NOTE 7 - STOCK OPTION PLANS
During 1986, the Company adopted an Employees' Incentive Stock Option Plan (the
"Employees' Plan"). The exercise price of the shares covered by stock options
granted pursuant to the Employees' Plan must be, at a minimum, 100% of the
quoted market value of the stock at the time the option is granted. No options
are outstanding under this Plan.
During 1986, the Company adopted a Directors' Stock Option Plan (the "Directors'
Plan") for the benefit of the non-employee directors of the Company. The
exercise price of the shares covered by options granted pursuant to the
Directors' Plan must be $.80 per share. With respect to each individual option
granted under the Directors' Plan, the Board of Directors will determine
separately the number of shares, the option period, and the limitations which
will apply to the exercise of options. No options are outstanding under the
Directors' Plan.
In January 1993, the Company granted stock options (exclusive of the above
plans) to the officers in lieu of compensation. The options are for 540,000
shares and are exercisable for the five years beginning January 14, 1993 at a
price of $.10 per share, which price was in excess of market value of the
Company's shres at the date of grant. In May 1995, the Company's former
President, Stewart Jackson, exercised all of his options for 320,000 shares of
the Company's common stock at $.10 per share. On December 8, 1997, the board of
directors extended the options granted on 220,000 shares to January 13, 1999,
exercisable at $.10 per share. Options for 220,000 shares are outstanding at
September 30, 1998. Of these outstanding options, options for 160,000 shares are
held by the Company's president, A.G.Foust, and options for 60,000 shares are
held by Dru E. Campbell, assistant secretary of the Company.
F-16
<PAGE>
MONUMENT RESOURCES, INC. AND SUBSIDIARIES
NOTES TO FINANCIAL STATEMENTS
(CONTINUED)
NOTE 7 - STOCK OPTION PLANS (CONTINUED)
The following schedule summarizes information with respect to options granted
under the Company's equity plans:
Weighted Average
Number of Exercise Price of
Shares Shares Under Plans
------- ------------------
Outstanding September 30, 1997 220,000 $.10
Granted - -
Exercised - -
Forfeited or expensed - -
------- -----------------
Outstanding September 30, 1997 220,000 $.10
Granted - -
Exercised - -
Forfeited or expensed - -
------- -----------------
Outstanding September 30, 1998 220,000 $.10
======= =================
NOTE 8 - INCOME TAXES
There is no current or deferred tax expense for the years ended September 30,
1998, and 1997. The Company in 1998 and 1997 had net losses for income tax
purposes.
The deferred tax consequences of temporary differences in reporting items for
financial statement and income tax purposes are recognized, if appropriate.

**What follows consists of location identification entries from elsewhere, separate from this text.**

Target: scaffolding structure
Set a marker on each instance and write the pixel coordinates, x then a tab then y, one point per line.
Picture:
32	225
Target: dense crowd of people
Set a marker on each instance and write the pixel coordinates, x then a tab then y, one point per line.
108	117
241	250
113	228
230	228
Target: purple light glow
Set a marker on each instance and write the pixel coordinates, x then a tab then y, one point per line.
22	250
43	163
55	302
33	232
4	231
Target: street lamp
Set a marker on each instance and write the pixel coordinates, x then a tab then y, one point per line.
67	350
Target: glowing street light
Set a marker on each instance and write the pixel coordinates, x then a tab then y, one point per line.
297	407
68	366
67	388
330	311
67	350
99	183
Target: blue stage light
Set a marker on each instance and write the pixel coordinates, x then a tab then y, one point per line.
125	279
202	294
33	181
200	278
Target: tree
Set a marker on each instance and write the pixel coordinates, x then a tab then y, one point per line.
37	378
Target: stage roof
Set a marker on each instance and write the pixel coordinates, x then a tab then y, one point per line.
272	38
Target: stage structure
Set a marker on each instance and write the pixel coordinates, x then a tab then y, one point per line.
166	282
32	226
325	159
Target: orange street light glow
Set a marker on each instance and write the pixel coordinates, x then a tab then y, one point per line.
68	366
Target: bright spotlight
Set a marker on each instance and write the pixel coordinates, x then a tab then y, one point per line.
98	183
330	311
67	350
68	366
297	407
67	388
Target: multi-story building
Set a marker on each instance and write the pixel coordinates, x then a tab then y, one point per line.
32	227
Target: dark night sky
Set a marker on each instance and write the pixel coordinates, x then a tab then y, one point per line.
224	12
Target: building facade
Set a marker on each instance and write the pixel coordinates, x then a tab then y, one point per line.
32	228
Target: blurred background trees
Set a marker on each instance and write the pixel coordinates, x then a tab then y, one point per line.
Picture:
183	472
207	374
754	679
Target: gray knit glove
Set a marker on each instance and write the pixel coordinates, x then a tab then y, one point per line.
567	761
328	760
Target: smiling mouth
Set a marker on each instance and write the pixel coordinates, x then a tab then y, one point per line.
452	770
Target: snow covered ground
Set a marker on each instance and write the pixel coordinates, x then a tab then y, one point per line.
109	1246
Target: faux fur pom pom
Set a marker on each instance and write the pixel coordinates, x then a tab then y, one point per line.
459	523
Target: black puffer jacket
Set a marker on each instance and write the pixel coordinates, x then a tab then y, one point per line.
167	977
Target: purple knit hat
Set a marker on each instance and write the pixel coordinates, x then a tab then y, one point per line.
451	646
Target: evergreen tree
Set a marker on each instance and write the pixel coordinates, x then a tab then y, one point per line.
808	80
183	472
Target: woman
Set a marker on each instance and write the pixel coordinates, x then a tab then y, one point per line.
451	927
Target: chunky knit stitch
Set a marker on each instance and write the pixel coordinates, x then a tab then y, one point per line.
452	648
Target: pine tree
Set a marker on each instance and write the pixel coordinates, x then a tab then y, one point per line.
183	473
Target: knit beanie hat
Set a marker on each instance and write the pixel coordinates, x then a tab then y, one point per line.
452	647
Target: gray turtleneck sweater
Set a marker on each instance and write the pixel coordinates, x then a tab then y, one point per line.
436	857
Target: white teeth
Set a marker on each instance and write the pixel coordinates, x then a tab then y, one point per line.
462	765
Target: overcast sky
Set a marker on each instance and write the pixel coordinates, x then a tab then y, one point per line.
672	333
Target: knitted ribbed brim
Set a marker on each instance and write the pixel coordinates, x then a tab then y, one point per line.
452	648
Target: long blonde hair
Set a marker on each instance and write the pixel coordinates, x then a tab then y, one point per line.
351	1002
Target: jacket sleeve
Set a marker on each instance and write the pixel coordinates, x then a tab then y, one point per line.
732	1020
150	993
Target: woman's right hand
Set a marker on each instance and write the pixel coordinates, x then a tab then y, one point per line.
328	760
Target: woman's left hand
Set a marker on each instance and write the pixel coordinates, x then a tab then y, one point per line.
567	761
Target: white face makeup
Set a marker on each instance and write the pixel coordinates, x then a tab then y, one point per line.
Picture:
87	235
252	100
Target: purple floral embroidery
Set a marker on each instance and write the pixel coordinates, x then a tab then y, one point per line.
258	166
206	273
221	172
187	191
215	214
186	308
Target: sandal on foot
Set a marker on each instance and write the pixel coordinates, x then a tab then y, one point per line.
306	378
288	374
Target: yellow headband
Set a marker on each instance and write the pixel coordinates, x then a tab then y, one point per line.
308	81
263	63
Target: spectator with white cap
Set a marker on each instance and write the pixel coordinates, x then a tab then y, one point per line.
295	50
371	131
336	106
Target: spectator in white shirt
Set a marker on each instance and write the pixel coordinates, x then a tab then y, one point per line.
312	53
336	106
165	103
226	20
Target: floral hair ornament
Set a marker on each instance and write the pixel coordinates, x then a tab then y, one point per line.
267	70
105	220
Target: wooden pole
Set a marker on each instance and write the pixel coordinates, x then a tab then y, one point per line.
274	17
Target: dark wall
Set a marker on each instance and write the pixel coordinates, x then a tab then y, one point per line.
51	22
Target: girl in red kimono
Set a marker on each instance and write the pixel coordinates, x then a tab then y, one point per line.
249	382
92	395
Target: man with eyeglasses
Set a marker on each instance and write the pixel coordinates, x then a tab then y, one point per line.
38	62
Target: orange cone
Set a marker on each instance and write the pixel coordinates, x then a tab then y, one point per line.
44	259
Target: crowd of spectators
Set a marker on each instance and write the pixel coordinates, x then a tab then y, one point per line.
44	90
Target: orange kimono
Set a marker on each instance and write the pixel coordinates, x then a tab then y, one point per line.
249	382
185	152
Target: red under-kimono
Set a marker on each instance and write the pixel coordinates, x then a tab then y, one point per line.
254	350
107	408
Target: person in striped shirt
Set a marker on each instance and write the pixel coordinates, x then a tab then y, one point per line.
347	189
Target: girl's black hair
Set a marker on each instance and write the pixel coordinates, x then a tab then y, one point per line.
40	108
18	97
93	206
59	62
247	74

Realization of future tax benefits related to the deferred tax assets is
dependent on many factors, including the Company's ability to generate taxable
income within the net operating loss carryforward period. Management has
considered these factors in reaching its conclusion as to the valuation
allowance for financial reporting purposes.
The income tax effect of temporary differences comprising the deferred tax
assets and deferred tax liabilities on the accompanying balance sheet at
September 30, 1998 and 1997 is the result of the following:
1998 1997
---- ----
Deferred tax liabilities -- $ (15,193)
Deferred tax assets:
Net operating loss 209,552 145,456
Securities valuation 125,789 128,499
Oil and gas properties 171,566 --
Pipeline depreciation (49,514) (47,512)
--------- ---------
Total (457,393) (211,250)
Less: Valuation allowance (457,393) (211,250)
--------- ---------
Net deferred tax assets $ -- $ --
========= =========
At September 30, 1998 and 1997, the Company has operating loss carryforwards of
$537,312 and $380,041, respectively. The operating loss carryforwards expire in
2011.
F-17
<PAGE>
MONUMENT RESOURCES, INC. AND SUBSIDIARIES
NOTES TO FINANCIAL STATEMENTS
(CONTINUED)
NOTE 9 - RELATED PARTY TRANSACTIONS
During the years ended September 30, 1998 and 1997, the Company paid $0 and
$12,670, respectively, for office rent, to Powerhouse, then a major stockholder.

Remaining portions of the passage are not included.